Sector Timing for Conservative Market Timers

04/13/2015 6:00 am EST


Frank Kollar, of, highlights a long-term sector timing strategy that—though definitely not very glamorous or exciting—can still generate profits in the most volatile of bear markets, while other traders are watching their capital evaporate.

The current markets are as volatile as any seen since the 2008 bear market chopped more than 50% off the major indexes. We may not have a bear market in our immediate future, but knowing that individual sectors will exit in time to protect us is important.

Volatility is great if it is within a trend, and it often precedes a new trend, causing unnecessary anxiety in inexperienced market timers. But volatility is also needed to profit, something that many market timers forget.

Trading the Sectors

How does a market timer take advantage of volatility, while protecting himself or herself from the very real risks such volatility creates?

The answer is by trading the sector funds. Here is a quick list of reasons why:

1. Diversification: By having small positions in multiple industries, you reduce exposure to any single industry being affected by a negative news event.

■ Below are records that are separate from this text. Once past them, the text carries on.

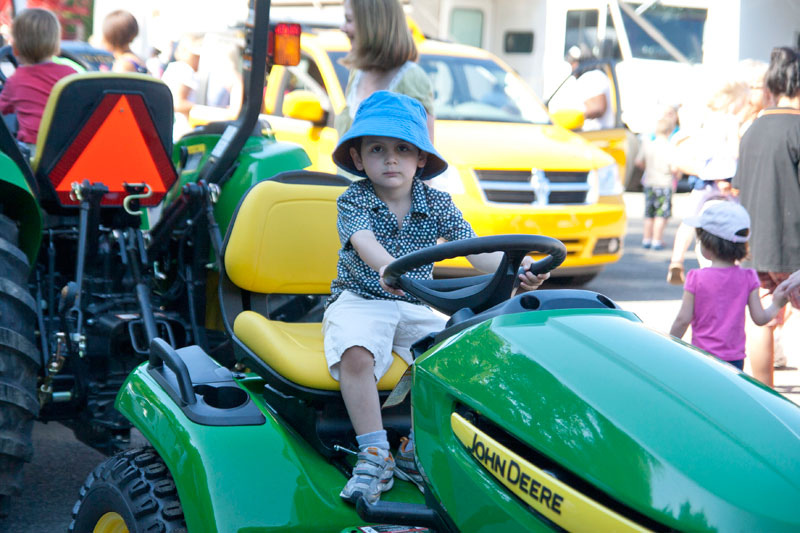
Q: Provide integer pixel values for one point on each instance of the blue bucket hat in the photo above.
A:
(388, 114)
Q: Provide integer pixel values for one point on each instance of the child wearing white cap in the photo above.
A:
(714, 298)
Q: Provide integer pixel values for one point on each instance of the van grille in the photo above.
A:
(534, 186)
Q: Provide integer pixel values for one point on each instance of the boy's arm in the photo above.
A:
(685, 315)
(757, 312)
(486, 263)
(375, 255)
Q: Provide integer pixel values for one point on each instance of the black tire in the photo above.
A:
(19, 364)
(136, 487)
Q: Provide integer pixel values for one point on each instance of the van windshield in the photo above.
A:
(476, 89)
(683, 27)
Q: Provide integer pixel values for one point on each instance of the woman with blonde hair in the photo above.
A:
(382, 57)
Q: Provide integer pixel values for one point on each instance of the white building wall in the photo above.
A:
(762, 28)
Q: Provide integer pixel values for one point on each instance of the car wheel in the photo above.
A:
(131, 492)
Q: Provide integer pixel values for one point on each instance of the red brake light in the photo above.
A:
(284, 44)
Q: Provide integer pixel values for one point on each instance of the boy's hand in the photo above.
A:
(529, 281)
(788, 290)
(386, 287)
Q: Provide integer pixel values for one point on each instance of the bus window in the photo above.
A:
(683, 27)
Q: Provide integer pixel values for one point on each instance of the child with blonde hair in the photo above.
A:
(35, 39)
(119, 30)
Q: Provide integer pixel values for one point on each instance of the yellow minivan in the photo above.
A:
(511, 169)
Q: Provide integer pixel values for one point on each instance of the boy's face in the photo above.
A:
(389, 163)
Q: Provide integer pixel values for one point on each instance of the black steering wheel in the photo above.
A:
(477, 293)
(6, 56)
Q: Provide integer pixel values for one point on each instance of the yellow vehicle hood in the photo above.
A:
(515, 146)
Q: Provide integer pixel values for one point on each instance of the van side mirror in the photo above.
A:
(571, 119)
(303, 105)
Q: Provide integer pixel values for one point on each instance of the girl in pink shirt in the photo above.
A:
(714, 298)
(36, 35)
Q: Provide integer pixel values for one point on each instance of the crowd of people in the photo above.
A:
(741, 148)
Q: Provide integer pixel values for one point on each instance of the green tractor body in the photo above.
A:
(572, 419)
(87, 276)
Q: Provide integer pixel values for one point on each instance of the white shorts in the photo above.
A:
(380, 326)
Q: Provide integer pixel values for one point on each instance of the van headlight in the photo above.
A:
(608, 182)
(448, 181)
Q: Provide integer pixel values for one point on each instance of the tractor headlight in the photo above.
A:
(448, 181)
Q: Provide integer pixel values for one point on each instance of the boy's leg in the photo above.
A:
(374, 469)
(647, 233)
(416, 322)
(349, 323)
(360, 395)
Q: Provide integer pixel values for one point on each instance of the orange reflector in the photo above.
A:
(118, 145)
(284, 44)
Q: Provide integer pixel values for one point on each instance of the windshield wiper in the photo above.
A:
(652, 31)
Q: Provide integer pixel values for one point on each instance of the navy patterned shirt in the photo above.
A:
(432, 216)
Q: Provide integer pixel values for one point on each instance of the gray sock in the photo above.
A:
(376, 438)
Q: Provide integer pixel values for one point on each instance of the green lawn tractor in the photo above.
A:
(550, 410)
(87, 278)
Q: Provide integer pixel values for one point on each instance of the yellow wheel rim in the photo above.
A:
(111, 523)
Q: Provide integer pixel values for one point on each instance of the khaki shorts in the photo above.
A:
(379, 326)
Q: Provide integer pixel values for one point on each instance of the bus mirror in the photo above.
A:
(284, 44)
(571, 119)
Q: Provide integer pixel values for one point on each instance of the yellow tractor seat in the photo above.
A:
(282, 240)
(294, 350)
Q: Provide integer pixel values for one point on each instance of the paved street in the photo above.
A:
(637, 283)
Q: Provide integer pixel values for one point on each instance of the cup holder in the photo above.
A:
(222, 397)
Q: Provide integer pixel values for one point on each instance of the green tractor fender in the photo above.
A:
(19, 203)
(260, 159)
(255, 474)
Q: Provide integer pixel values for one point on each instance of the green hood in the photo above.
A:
(652, 423)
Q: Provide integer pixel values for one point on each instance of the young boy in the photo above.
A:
(387, 215)
(655, 157)
(714, 298)
(35, 36)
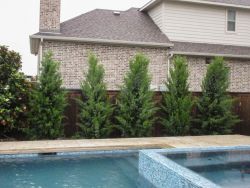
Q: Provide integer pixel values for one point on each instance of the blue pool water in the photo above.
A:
(225, 168)
(72, 172)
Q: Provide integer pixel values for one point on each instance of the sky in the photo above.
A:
(20, 18)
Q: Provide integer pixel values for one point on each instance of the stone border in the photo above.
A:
(105, 153)
(165, 173)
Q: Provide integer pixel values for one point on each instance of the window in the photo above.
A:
(231, 20)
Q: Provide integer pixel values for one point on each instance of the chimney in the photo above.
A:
(50, 16)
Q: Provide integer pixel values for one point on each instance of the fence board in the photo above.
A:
(241, 108)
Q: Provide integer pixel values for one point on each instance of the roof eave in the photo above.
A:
(149, 5)
(210, 54)
(34, 45)
(96, 41)
(154, 2)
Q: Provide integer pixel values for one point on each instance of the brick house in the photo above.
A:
(199, 29)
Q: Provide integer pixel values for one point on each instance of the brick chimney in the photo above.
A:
(50, 16)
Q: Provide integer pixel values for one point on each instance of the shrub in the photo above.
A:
(14, 92)
(177, 101)
(47, 102)
(136, 108)
(95, 109)
(214, 108)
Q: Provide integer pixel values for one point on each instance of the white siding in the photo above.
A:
(157, 16)
(202, 23)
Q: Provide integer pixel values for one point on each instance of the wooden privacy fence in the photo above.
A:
(241, 108)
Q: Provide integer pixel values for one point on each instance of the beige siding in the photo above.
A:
(157, 16)
(201, 23)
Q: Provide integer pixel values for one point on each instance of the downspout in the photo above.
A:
(40, 56)
(170, 56)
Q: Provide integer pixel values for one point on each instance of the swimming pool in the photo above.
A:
(75, 170)
(210, 167)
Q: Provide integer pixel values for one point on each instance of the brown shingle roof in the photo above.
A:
(131, 25)
(212, 49)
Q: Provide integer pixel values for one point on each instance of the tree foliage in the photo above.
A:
(136, 108)
(177, 101)
(95, 108)
(214, 107)
(14, 91)
(47, 102)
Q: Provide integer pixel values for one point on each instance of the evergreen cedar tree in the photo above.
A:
(95, 108)
(177, 101)
(135, 107)
(214, 107)
(47, 102)
(14, 91)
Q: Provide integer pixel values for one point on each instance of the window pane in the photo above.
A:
(231, 26)
(231, 16)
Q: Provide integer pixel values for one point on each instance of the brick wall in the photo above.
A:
(115, 60)
(239, 73)
(50, 15)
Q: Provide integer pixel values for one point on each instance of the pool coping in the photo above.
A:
(29, 147)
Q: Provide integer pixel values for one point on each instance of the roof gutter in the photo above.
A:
(154, 2)
(210, 54)
(34, 39)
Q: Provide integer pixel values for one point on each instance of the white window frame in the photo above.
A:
(227, 31)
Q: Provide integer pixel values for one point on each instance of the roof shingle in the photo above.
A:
(131, 25)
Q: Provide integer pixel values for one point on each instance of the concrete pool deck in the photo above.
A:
(124, 143)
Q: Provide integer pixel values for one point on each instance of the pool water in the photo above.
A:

2. Volatility: While individual sectors are no less volatile than the rest of the market, they do not move together. So the volatility to one's portfolio is considerably reduced.

3. Drawdowns: Because sector funds go to cash during sell signals and because there are always some funds in bull markets at the same time there are others in bear markets (during which those sectors are protected in money market funds), drawdowns are kept to a minimum.

4. Good in All Markets: There are always single industries in their own bull markets. Even during a cyclical bear market, such as we experienced during 2008, there were always some industries moving higher. And if not, you are still protected by being in money market funds.

5. Active Timing: Though sector timing is not aggressive, it is certainly active. You will always be trading the bullish sectors and exiting the under performing ones. In some respects, it is the equivalent of running your own well managed mutual fund.

6. Trends: Industry sectors tend to trend. And when they trend, they often move further (in either direction) than anyone expects. During a strong bull run, it is common to find individual sectors that double the gains of the overall market.

Winning the Battle

This is proactive money management at its best. Constantly putting your money in the strongest sectors while removing it from the weakest sectors during downtrends.

This is where the diversity inherent in sector timing stands out. Top performing sectors are where your timing funds are allocated and no one sector can cause irretrievable damage to the portfolio should that industry collapse without warning.

But most importantly, as a portfolio strategy, sector timing has been winning the battle against a stock market that has gained little in the past ten years for buy-and-hold investors.


Over the years, sector fund timing may go down as the "best conservative strategy" because of its ability to target funds into only those industry sectors which are performing well.

The low drawdowns, low volatility, and diversification inherent in sector timing, not to mention strong profitability, cause this strategy to stand out from all the others.

In volatile market conditions, sector timing can create profits while other traders are watching their capital evaporate.

While sector timing may not make huge gains during cyclical bear markets, being mostly in cash, the strategy will protect your investment capital. And it will then perform well during bull markets, always keeping you invested in those industries that are in their own bull markets.

Caveat...sector timing does require active participation. Perhaps we should say it is for "active conservative market timers."

Sector timing also requires a minimum account size. Remember, there could be as many as 16 open positions at any one time and closed (bearish) positions should be in cash (money market funds) with those funds remaining untouched. A good guess is that a sector timing portfolio should be at least $25,000 to start.

A new market timer could select seven or eight of the major sectors and create a smaller portfolio. For example: Consumer Products, Energy, Financial Services, Health Care, Leisure, Retailing, Technology, and Utilities.